If you've been shooting with digital cameras for any length of time, you probably have heard the phrase "noise." But what is photography noise? And what effect does it have on your pictures?
What Is Noise?
Simply put, noise shows up on images as unwanted color specks. These will often be of a different color to the image. For instance, pink specks could show up in green grass. Often, noise looks like grain on an image.
What Causes Noise?
As you increase ISO, you gain more light into your image. As with any electrical system, however, this gain introduces noise into the system. And, because the light levels are weaker, signals are amplified and the noise is amplified in conjunction.
Why Are Some DSLRs Better at Dealing With Noise?
To understand how DSLRs deal with noise, you need to understand digital sensors.
Digital cameras -- whether compact or DSLRs -- are equipped with a CCD or CMOS image sensor. These sensors are made up of pixels, which can be thought of as light sensors which convert light into an electric charge. These charges send analog signals to an A/D converter, which converts them into digital pixels.

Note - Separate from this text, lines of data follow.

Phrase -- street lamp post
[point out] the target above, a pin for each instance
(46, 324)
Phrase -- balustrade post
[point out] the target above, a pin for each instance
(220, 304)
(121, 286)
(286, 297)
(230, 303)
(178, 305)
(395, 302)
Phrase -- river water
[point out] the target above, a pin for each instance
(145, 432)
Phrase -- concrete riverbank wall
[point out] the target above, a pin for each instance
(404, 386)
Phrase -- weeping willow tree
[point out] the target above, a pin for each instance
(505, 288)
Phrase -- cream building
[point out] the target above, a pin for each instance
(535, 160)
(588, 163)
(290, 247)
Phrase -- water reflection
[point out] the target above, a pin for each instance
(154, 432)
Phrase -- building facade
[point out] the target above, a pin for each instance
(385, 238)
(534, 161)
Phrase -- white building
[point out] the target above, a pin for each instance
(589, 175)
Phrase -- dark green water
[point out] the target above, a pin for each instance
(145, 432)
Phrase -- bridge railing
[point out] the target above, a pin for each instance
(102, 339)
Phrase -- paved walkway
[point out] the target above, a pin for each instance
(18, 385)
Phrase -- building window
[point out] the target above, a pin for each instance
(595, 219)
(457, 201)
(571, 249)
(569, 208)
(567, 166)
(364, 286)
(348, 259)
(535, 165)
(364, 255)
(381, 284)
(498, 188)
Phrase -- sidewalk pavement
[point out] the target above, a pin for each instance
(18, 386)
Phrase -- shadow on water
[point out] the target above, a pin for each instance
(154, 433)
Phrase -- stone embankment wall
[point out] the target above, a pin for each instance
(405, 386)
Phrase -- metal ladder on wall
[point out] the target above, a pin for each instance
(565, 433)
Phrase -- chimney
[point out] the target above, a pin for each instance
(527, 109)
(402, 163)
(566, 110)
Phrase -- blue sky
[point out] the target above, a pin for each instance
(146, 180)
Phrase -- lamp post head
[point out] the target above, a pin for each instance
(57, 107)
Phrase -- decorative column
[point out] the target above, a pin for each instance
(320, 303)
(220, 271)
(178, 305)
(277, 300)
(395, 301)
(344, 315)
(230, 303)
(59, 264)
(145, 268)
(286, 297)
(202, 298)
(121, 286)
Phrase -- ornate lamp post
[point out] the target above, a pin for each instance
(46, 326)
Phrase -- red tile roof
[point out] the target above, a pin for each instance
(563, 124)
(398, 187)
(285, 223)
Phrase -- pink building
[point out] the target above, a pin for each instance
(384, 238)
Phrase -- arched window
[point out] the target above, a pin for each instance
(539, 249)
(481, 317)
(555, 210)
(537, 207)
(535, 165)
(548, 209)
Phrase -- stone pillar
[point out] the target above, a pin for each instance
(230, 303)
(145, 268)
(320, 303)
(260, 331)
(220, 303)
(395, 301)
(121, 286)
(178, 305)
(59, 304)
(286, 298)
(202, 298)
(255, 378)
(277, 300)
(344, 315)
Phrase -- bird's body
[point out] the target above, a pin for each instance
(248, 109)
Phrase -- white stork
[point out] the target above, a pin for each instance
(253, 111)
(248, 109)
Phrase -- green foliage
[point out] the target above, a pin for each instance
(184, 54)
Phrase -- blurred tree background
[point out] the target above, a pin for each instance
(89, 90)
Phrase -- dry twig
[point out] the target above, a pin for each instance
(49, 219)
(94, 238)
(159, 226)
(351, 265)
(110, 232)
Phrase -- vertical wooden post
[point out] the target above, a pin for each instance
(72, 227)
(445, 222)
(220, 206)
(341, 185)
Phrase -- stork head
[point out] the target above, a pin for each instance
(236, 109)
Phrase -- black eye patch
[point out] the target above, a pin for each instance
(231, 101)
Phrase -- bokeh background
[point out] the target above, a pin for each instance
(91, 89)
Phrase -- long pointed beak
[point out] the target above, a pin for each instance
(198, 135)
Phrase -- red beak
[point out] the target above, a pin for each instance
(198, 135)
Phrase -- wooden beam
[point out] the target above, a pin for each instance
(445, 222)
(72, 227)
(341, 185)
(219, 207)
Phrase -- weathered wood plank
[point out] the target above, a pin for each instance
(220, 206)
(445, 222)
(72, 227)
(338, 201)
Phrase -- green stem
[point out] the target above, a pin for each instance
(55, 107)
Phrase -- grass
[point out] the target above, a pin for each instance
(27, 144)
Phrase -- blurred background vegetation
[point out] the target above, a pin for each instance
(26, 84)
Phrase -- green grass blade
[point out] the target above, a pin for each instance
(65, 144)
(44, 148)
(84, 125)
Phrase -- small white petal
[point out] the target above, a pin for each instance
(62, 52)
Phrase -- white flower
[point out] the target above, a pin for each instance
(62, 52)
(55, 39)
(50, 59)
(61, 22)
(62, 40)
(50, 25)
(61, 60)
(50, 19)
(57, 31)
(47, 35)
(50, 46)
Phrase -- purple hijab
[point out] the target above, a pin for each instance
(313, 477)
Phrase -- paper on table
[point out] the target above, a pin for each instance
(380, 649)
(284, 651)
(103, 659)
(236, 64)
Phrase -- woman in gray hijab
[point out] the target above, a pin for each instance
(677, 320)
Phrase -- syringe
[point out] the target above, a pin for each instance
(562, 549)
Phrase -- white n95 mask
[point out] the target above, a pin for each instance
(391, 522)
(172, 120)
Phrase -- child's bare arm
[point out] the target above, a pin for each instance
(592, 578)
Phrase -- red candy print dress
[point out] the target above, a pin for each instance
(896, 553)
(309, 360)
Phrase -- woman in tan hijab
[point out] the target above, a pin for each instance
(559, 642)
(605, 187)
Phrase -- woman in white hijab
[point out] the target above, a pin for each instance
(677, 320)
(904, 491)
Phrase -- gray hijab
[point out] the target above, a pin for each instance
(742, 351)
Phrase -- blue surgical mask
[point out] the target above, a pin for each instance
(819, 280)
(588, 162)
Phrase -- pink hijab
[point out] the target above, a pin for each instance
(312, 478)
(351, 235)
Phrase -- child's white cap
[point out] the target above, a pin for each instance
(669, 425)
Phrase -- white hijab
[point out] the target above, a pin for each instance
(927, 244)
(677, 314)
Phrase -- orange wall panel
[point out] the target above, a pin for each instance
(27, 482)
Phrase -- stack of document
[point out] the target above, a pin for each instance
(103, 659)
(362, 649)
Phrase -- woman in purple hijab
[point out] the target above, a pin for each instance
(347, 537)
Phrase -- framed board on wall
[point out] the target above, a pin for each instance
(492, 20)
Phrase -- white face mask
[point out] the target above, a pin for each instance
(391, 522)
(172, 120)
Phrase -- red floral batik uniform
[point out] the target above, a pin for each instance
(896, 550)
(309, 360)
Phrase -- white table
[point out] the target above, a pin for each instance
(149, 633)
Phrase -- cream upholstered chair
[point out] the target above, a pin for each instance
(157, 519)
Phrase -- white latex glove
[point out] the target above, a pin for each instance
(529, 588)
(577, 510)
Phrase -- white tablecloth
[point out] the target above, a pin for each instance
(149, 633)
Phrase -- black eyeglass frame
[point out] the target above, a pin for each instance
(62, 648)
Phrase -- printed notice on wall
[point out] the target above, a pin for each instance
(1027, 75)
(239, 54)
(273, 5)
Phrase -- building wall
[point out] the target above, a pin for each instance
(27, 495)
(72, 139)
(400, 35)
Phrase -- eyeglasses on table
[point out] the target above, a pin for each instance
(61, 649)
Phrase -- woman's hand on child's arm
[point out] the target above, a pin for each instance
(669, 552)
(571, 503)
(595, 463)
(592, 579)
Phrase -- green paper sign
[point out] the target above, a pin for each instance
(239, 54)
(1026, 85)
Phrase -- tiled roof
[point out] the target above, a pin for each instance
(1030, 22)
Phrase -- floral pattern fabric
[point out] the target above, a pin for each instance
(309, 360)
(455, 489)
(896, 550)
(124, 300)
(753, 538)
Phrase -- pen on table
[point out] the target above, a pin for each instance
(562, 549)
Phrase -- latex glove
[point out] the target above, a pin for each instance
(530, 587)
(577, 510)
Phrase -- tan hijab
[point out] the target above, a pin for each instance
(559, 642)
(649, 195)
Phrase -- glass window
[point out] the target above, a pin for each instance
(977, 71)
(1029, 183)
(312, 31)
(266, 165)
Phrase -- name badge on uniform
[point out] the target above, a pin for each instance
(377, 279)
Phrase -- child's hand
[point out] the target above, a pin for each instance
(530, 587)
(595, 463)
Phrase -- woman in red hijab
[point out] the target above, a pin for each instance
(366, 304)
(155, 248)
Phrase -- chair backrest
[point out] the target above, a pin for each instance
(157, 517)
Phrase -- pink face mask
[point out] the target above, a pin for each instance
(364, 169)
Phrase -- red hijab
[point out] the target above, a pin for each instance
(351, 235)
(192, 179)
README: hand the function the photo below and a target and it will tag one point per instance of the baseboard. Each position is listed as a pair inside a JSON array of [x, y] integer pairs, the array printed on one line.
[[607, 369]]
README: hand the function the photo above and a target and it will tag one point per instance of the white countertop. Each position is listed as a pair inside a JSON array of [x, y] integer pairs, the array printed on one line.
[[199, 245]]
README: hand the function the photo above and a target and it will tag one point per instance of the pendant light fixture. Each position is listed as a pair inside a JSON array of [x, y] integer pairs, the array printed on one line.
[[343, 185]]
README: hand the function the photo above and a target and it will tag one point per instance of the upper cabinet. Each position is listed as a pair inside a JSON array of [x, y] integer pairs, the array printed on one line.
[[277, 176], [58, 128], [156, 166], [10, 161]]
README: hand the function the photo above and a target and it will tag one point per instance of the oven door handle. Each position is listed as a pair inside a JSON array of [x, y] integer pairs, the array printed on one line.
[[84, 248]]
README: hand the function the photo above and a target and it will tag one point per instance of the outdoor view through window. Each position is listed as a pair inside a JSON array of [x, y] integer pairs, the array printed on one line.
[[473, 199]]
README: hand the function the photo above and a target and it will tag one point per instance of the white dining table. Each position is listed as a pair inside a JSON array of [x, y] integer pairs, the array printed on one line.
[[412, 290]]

The size of these image sensors, or chips, affects the amount of noise that a camera produces. A smaller chip means that the effective size of the pixels is smaller, and this leads to more noise.
Therefore, the larger size of each pixel that a camera has, the less noise it will produce. But, in conjunction with this, a crop frame or APS-C camera is likely to produce more noise than a full frame camera as, again, the sensor will be smaller.
However, it should be noted that digital technology is improving all the time, and new technologies are appearing that may reduce the problem of noise even further.